Continuous intelligence (CI) applications need to perform analysis on streaming data and make decisions in milliseconds to minutes. Many traditional approaches to data staging, ingestion, and analysis are not adequate. What’s needed is a purpose-built data architecture that can accommodate steaming data and its fast analysis, which is typically aided by artificial intelligence (AI).
The bottom line is managing data is at the heart of all CI projects. Data is needed to train AI models, and then an application must be able to make use of suitable data streams for the analysis that produces information upon which to act in the moment.
Why is data such an issue with CI? By some estimates, collecting, curating, and tagging data accounts for about 80% of the effort in modern AI projects. And CI applications that use AI to derive actionable information require a constant stream of data.
In contrast, most analytics efforts work differently. In a typical traditional analytics application scenario, a source of data is identified. In many cases, the original data is maintained in a structured database. Then, access is provided to that data. Next, the data is put into the right format for use by the application.
With CI, often, there are multiple data sources, and many include streams of data that are being created in the moment. Examples include telemetry data from sensors or Internet of Things (IoT) devices, social media conversations, clickstreams, or event logs.
Such data must be analyzed as it is being created. It loses value with age. Deciding which product to offer a customer after they hang up misses that one opportunity to engage in real-time. Similarly, determining that a suspect transaction is indeed fraudulent after it is executed does a financial services organization no good. So, ingestion and analysis speed are critical.
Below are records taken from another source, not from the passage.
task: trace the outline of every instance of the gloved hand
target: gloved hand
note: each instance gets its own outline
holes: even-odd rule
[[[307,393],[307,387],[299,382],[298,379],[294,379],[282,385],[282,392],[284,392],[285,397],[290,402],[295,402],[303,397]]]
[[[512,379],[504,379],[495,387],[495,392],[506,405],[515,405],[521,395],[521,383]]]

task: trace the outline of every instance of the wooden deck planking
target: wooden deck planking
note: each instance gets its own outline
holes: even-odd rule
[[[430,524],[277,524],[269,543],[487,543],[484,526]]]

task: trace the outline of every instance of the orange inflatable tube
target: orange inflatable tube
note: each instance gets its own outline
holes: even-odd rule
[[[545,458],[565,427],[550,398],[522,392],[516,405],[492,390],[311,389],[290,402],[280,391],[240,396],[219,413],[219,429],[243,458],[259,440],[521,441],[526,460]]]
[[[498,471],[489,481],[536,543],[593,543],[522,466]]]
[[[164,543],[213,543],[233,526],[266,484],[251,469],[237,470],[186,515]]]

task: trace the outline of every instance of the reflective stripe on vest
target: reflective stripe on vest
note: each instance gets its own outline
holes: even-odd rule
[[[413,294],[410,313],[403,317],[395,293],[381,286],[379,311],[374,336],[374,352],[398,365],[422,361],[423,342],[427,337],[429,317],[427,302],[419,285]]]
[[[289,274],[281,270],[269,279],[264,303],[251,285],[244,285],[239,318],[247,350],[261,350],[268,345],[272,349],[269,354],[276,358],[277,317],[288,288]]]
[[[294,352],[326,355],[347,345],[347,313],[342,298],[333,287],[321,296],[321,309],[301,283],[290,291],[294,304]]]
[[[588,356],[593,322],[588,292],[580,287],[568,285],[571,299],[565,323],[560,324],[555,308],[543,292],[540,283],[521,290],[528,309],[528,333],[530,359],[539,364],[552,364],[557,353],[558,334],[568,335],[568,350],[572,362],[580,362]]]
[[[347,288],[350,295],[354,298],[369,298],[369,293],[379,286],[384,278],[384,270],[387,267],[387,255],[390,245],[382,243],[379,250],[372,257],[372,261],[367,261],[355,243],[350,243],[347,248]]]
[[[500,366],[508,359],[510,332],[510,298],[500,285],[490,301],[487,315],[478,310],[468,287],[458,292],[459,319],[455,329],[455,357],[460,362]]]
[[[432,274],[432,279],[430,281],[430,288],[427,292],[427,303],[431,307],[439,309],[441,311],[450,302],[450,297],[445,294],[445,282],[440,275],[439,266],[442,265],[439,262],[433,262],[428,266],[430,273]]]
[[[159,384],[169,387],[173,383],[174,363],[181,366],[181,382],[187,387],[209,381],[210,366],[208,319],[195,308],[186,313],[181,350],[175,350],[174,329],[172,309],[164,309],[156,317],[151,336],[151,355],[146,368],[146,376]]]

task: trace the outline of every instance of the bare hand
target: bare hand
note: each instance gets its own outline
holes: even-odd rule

The first step to a successful AI effort then is managing the deluge of unstructured data that is pouring in from siloed, disparate systems. Such requirements should be used to define infrastructural capabilities for data to be captured rapidly, stored safely, accessed transparently, and shared globally wherever and whenever.
Adding to the Challenge
With CI applications, data collection is not a one-time thing – it’s a continuous process (as the name implies). As such, CI projects based on AI analysis must adopt new data collection and curation strategies. Building an AI-ready data infrastructure requires more than basic pipeline functions used to ingest, cleanse, transform, and validate data.
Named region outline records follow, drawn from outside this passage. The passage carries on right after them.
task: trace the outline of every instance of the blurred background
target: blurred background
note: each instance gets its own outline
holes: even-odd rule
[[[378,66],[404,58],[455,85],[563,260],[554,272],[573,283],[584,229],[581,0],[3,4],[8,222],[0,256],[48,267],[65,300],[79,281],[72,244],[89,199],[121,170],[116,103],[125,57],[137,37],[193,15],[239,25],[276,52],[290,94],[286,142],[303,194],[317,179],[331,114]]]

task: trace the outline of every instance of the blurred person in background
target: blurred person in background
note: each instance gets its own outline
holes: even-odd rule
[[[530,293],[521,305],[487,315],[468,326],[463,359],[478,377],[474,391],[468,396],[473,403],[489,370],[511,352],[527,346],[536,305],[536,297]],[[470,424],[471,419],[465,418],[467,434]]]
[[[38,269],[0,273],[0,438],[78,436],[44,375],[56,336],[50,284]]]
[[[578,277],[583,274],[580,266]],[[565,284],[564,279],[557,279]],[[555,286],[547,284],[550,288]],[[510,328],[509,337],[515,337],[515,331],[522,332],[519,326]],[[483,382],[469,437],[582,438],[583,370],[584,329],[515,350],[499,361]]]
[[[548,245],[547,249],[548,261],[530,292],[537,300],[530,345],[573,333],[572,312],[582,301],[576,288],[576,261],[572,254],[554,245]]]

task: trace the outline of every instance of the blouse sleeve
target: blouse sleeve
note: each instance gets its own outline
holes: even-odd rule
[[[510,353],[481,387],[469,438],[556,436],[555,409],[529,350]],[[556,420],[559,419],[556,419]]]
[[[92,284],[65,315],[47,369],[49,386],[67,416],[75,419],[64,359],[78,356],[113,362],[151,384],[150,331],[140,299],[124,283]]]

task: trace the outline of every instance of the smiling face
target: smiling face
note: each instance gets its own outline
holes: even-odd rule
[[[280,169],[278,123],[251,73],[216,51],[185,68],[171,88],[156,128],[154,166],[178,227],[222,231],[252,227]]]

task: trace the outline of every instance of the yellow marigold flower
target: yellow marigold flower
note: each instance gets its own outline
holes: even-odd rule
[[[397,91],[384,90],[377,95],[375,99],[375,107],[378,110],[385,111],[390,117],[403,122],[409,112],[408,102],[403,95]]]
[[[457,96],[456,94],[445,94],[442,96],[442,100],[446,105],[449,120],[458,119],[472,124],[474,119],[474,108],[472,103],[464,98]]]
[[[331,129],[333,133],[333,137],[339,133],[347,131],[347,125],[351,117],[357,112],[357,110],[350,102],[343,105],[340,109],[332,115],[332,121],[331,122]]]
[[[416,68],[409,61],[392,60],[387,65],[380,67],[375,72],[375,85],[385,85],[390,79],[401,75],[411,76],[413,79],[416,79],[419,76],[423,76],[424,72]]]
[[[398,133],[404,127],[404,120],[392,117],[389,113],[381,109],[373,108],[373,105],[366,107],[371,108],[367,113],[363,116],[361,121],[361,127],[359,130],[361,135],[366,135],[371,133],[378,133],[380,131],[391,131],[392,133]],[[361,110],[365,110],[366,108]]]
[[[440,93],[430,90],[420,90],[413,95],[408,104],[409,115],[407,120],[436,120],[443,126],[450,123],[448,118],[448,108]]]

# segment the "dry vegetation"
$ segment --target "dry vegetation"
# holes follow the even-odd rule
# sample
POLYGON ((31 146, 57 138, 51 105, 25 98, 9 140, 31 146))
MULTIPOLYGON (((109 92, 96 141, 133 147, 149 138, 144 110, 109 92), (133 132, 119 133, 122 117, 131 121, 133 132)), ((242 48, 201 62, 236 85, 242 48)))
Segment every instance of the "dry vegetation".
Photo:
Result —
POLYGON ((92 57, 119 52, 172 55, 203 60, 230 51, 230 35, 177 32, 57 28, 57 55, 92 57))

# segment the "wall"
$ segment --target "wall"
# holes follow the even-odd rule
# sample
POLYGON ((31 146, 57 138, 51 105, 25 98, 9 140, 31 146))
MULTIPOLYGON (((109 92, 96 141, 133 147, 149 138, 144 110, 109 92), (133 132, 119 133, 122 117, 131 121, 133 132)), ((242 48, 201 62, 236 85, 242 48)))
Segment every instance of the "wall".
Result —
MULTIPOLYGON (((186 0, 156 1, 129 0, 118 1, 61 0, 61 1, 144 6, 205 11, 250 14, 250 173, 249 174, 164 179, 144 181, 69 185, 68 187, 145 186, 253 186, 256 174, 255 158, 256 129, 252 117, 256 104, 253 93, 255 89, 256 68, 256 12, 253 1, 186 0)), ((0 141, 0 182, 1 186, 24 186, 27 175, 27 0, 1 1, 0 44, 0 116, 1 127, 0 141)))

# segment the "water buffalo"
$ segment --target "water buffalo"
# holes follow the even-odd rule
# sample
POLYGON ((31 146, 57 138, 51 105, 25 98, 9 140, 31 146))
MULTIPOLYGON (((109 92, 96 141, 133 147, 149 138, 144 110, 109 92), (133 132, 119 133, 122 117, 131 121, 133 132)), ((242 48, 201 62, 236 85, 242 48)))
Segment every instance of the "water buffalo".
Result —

Since data can come in many forms, and from many sources, the data infrastructure needs to be flexible. Data can range from large binary objects to small files to JSON-formatted key-value pairs. Access requirements can vary depending on the stage in the AI data pipeline. For example, a fast SSD-backed parallel file system or a distributed Cassandra database may be optimal for ingesting real-time streaming data. Video or image files may best be placed in a local or cloud-resident object-store. Tools such as TensorFlow, PyTorch, and Spark expect to access data in different ways using native methods – as examples, via HDFS, via an AWS S3 compatible object API, or using a standard POSIX file system interface.
An effective data infrastructure needs to support system-generated metadata from diverse data sources (object stores, file systems, cloud repositories, and more) as well as user-defined metadata. It also needs to provide mechanisms to make these tags accessible to higher-level machine learning frameworks regardless of the underlying storage technology.
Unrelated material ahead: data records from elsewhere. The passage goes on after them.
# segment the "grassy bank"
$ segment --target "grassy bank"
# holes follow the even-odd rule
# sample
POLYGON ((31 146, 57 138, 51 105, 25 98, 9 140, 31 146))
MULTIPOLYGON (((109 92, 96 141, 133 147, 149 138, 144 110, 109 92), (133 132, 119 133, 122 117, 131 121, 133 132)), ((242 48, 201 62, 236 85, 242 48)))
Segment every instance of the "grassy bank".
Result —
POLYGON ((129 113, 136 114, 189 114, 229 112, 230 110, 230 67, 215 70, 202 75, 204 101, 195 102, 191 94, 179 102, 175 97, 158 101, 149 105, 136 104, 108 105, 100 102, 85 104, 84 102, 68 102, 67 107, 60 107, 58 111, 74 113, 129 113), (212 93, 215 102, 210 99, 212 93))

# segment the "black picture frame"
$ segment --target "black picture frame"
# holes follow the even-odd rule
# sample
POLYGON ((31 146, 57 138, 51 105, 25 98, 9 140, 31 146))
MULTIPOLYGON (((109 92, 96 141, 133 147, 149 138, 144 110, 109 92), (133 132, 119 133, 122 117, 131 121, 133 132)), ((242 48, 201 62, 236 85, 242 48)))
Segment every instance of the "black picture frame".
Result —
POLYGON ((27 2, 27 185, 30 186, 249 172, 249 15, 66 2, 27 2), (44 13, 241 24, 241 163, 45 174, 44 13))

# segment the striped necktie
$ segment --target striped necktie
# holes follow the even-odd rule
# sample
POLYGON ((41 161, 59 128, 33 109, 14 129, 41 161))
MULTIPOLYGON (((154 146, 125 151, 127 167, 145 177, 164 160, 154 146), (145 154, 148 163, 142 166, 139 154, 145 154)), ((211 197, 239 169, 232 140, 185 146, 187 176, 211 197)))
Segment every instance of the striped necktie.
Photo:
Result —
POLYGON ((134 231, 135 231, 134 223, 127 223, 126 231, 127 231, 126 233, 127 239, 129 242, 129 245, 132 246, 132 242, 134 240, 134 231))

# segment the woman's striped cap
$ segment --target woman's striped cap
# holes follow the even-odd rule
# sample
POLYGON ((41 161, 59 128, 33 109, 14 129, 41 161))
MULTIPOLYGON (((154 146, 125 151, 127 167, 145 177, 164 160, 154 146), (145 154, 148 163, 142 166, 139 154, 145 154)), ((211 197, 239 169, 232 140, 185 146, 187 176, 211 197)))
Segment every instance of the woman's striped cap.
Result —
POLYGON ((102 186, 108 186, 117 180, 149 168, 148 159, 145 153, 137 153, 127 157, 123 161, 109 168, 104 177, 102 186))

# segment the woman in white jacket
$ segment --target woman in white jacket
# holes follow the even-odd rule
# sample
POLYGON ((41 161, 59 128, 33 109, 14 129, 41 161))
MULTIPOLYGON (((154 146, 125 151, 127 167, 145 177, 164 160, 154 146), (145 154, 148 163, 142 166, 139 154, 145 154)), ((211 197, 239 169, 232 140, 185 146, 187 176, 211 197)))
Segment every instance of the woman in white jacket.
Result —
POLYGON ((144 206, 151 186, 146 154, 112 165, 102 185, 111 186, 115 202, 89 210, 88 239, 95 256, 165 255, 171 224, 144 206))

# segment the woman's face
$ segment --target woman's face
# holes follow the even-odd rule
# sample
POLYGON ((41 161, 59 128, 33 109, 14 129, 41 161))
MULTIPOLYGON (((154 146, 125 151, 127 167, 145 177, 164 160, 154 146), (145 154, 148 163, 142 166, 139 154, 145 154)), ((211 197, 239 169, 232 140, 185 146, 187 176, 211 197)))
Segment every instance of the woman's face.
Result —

The data infrastructure should ideally support auto-tagging (extracting tags from existing metadata) or using deep inspection policies to pull text and metadata directly from raw data files using tools such as Apache Tika.
In some cases, a data extractor may be a pre-trained model, such as a program that classifies images or infers customer sentiment from various types of correspondence. Increasingly, businesses that want to build CI applications that use AI need high-quality data to train the AI models. Such a need has created a new market for data annotation services. The companies that provide such services provide greater value than a public crowdsources service might offer. Instead, this new breed of companies use highly trained data labelers, and many develop their own advanced annotation tools.
The new data labeling companies differentiate themselves from traditional crowdsourcing platforms that offer labeling services. The companies in this new category often tout their offerings as managed data labeling services. They deliver domain-specific labeled data that undergoes quality control.
Naturally, scale and performance are also critical to an AI-ready data infrastructure. Businesses will almost certainly introduce new models and enhance existing models to include additional data sources over time.